脳出血や脳梗塞、くも膜下出血などの患者が対象となります。高齢者の割合が多いのですが、近年では、くも膜下出血は比較的若年の患者が多いのも特徴の一つです。
脳出血や脳梗塞などによって身体に麻痺が生じた場合、自分の思い通りに身体を動かせなくなってしまう事例があります。
また麻痺が生じると筋肉や関節が固くなりすぎたり、反対に筋肉が弛緩し関節周辺に負担がかかるケースがあります。
その際は運動療法によって、筋肉をもみほぐすなど身体を動かしやすい状態にし、再び整えていく運動機能・高次脳機能など改善を図るリハビリテーションが有効となります。

■整形外科疾患

高齢者は骨折対象となる実例が多く 腰痛症、肩関節周囲炎、各種ヘルニア、変形性関節症、骨粗鬆症、運動器不安定症、各種障がいが対象となります。
初期治療には、鎮痛剤、マッサージなどが痛み止めで効果がありますが、炎症や不動期間の長期化により動かしにくくなった筋力・腕力・神経の滑りに対して柔軟さを改善する運動療法もあります。
理学療法士が直接行うこともありますし、患者さんに柔軟運動の指導をすることもあります。

■循環器系疾患

心不全や心筋梗塞の患者さんで、身体状態がひとまず落ち着いた方が対象となります。年齢層は50代—90代と幅広く、生活習慣病を抱える方に多いのが特徴です。
血液やリンパ液の働きが悪くなっている箇所に対して、解剖学的な視点から関節可動範囲および不動範囲のリンパマッサージも有効です。

■呼吸器系疾患

慢性閉塞性肺疾患、慢性気管支炎、肺気腫の患者さんが対象となります。呼吸理学療法が有効で、6分間歩行による筋力、骨格筋の強化、動作効率の改善など作業療法的なアプローチも含みます。

■代謝系疾患

糖尿病 肥満症のほか、腎障がいの方が多いのが実情です。有酸素運動や筋力トレーニング 食事療法などがあります。

■がん疾患

各種がんにより入院の長期化が想定される患者さんに対して、筋力低下などの廃用症候群予防で運動療法を行うこともあります。
運動の介入方法は多様であり、肩・腕・肩甲骨の抵抗運動、姿勢運動、全身運動や調整運動、肩回り運動、リンパ浮腫の予防運動など 乳がんや頭韻部がん患者の治療に運動療法が有効です。

■認知症

運動によって脳細胞が活性化され、認知機能維持・改善に有効という考えがあります。
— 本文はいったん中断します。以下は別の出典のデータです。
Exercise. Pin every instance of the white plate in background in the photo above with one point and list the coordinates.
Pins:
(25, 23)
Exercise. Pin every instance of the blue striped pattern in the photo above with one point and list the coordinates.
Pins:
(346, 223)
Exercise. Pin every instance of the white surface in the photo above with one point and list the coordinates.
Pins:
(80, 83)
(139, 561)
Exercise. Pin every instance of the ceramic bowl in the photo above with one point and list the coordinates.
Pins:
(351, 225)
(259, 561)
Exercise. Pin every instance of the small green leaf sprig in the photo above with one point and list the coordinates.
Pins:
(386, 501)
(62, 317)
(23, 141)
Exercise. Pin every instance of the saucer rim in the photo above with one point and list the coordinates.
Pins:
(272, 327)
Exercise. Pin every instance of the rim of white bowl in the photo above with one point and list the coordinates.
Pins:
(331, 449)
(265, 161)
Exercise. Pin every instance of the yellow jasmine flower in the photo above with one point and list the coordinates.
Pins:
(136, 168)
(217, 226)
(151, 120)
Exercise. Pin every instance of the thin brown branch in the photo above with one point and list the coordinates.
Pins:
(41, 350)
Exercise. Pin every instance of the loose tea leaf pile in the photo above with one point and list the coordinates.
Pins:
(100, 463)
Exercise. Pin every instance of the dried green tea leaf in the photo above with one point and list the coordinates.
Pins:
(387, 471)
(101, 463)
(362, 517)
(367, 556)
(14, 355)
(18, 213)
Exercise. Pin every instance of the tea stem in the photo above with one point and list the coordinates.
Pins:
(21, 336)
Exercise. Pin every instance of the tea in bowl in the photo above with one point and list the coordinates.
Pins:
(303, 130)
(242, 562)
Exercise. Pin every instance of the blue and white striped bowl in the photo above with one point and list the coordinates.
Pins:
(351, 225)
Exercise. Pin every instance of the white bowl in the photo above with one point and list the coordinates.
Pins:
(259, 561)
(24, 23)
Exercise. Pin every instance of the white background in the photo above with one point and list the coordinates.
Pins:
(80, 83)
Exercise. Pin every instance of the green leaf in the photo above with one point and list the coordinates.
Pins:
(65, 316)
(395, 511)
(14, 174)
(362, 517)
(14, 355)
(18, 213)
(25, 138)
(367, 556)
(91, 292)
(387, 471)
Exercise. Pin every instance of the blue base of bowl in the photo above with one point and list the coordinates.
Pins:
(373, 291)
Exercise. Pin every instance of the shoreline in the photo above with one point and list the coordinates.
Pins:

関節可動域訓練 筋力増強訓練 ストレッチ 有酸素運動 ラジオ体操などが有効です。
運動療法には 色々な手技・方法があります。

■持久性運動

筋力だけでなく、心肺機能基礎体力の 向上を図ります。低負荷高頻度の動きが推奨され、トレッドミルやエルゴメーターといったリハビリテーション機器が使用されます。

■まとめ

運動療法の狙いは、対象者の疾患や障がいのタイプ、時期によって微細に変わってきます。また患者さんの心身や生活様式に寄り添い、時には心のケアも必要となるでしょう。
健康維持に大切なのは「運動」「栄養」「休養」です。